Mesele CHP Değil!
Dün 367’i savunmak için bin dereden su getiriliyordu. Bugün de bu gayri-hukukiliğe kılıf uydurmak için olmadık gerekçeler üretiliyor. Canhıraş bir biçimde hukuksuzluğa sarılanlara küçük bir hatırlatma: Hukuksuzluğun yarın dönüp kimi vuracağı belli olmaz.
- VAHAP COŞKUN
- 8 Eylül 2025
Hukukun temel prensiplerinden biridir: Eğer bir konuda özel bir kural varsa genel kurallara başvurulmaz. O konudaki talepler ya da ihtilaflar, özel kurala göre bir çözüme kavuşturulur ve genel kurallar işin içine karıştırılmaz.
Siyasi partilerin genel kongreleri, il ve ilçe organlarının seçimiyle ilgili mevzuatımızda özel bir kural var. Siyasi Partiler Kanunu’nun (SPK) m. 21’e göre, bu seçimler yargının denetimi ve gözetimi altında yapılır. Madde; bu seçimlerin yapılma usulünü, itiraz ve karar sürelerini ve yetkili yargı organını tayin eder. Madde metninin, hiçbir şüpheye yer bırakmayacak netlikte ve okuyan herkesin anlamasına imkân veren bir sadelikte kaleme alındığını özellikle vurgulamak gerekir.

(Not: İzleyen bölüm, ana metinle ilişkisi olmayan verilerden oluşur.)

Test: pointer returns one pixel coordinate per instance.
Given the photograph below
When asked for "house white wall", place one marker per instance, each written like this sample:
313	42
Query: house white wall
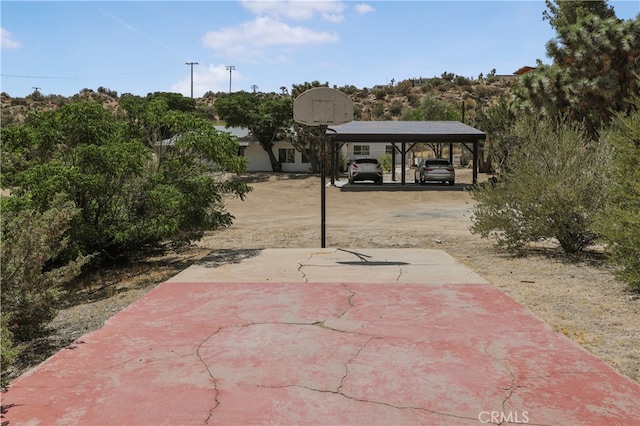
292	160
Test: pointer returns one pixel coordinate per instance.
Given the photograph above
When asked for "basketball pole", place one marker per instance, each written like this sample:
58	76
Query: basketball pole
323	189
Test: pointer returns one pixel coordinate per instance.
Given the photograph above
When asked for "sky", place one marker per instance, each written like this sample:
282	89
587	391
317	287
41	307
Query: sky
140	47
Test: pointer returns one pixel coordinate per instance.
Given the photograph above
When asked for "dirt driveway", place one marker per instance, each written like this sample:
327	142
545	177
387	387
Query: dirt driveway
580	299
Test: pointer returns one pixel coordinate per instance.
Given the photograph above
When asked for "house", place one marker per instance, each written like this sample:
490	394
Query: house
293	160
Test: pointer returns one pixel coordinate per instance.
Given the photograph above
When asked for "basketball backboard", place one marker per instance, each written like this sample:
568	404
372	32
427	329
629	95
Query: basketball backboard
322	106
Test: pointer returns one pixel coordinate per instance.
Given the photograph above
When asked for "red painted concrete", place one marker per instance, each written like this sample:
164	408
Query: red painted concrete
269	353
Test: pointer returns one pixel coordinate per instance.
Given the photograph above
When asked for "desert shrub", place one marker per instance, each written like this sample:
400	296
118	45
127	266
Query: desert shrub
377	110
8	351
396	108
31	285
551	187
620	219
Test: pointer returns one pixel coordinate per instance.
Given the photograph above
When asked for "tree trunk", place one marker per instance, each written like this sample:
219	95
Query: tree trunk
276	166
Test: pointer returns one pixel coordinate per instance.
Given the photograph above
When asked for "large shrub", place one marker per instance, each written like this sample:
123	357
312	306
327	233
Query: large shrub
31	286
552	187
620	219
149	176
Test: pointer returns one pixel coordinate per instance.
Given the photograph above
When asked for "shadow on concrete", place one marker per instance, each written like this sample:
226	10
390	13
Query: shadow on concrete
218	258
397	186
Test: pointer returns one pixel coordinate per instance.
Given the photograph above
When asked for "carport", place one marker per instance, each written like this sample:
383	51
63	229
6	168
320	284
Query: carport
407	134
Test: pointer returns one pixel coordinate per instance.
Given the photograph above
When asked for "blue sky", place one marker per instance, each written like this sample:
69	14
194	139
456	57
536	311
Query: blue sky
141	47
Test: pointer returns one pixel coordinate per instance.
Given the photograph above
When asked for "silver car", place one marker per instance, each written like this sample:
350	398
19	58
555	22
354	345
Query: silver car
365	169
435	170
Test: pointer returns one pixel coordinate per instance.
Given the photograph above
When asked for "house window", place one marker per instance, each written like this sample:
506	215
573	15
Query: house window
287	155
361	150
306	155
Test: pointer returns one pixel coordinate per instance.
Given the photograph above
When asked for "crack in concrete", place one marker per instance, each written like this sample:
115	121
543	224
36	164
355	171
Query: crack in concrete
215	381
368	401
346	364
352	294
510	389
302	265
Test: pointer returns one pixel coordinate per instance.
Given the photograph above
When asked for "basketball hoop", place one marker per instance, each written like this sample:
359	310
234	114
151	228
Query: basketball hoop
321	107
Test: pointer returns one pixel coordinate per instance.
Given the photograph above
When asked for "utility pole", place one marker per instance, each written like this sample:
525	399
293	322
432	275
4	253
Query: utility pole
191	64
230	68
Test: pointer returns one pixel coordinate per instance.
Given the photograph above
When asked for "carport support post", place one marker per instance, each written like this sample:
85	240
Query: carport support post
403	172
393	162
333	163
475	162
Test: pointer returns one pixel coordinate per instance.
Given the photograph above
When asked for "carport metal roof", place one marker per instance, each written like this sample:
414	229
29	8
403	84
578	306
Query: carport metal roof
411	132
407	131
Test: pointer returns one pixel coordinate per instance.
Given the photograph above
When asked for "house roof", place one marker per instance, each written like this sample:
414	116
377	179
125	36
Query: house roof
243	135
406	131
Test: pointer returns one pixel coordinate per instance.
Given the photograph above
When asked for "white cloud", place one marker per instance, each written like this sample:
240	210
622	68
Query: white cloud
298	10
6	41
249	40
363	8
211	78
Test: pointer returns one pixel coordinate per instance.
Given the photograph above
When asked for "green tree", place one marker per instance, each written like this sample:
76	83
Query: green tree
133	188
31	285
551	187
596	65
498	122
434	109
619	222
266	115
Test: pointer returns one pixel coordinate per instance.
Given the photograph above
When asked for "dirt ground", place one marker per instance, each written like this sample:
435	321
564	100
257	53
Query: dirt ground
579	298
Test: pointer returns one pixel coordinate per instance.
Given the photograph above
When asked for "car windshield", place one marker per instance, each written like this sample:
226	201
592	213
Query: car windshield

SPK m. 21’e göre, bir siyasi partinin il kongresi seçimlerine yapılacak itirazlar YSK tarafından karara bağlanır. 1982 Anayasası m. 79 da, YSK kararlarının kesin olduğunu ifade eder. Bazı hukukçular, SPK m. 121’e atıfla Türk Medeni Kanunu’nun (TMK) dernek genel kurullarının iptaline ilişkin düzenlemelerinin, bir partinin il kongresi seçimlerine de tatbik edilebileceğini öne sürerler.
Ancak bu görüşün hukuki bir dayanağı yoktur. Çünkü konu SPK m. 21’de özel olarak düzenlendiğinden, bu konuda TMK hükümleri uygulanamaz. Dolayısıyla mesele sarihtir. İl kongrelerinde esas alınacak kanun SPK, yetkili mahkeme ise YSK’dır. Dolayısıyla bir il kongresinin iptali istemiyle hukuk mahkemelerine dava açılamaz. Açılması halinde hukuk mahkemelerinin, bu davaları görevsizlik sebebiyle reddetmeleri gerekir.
Peki, bir il kongresi sürecinde birtakım suçlar işlendiği iddiası varsa ne olur?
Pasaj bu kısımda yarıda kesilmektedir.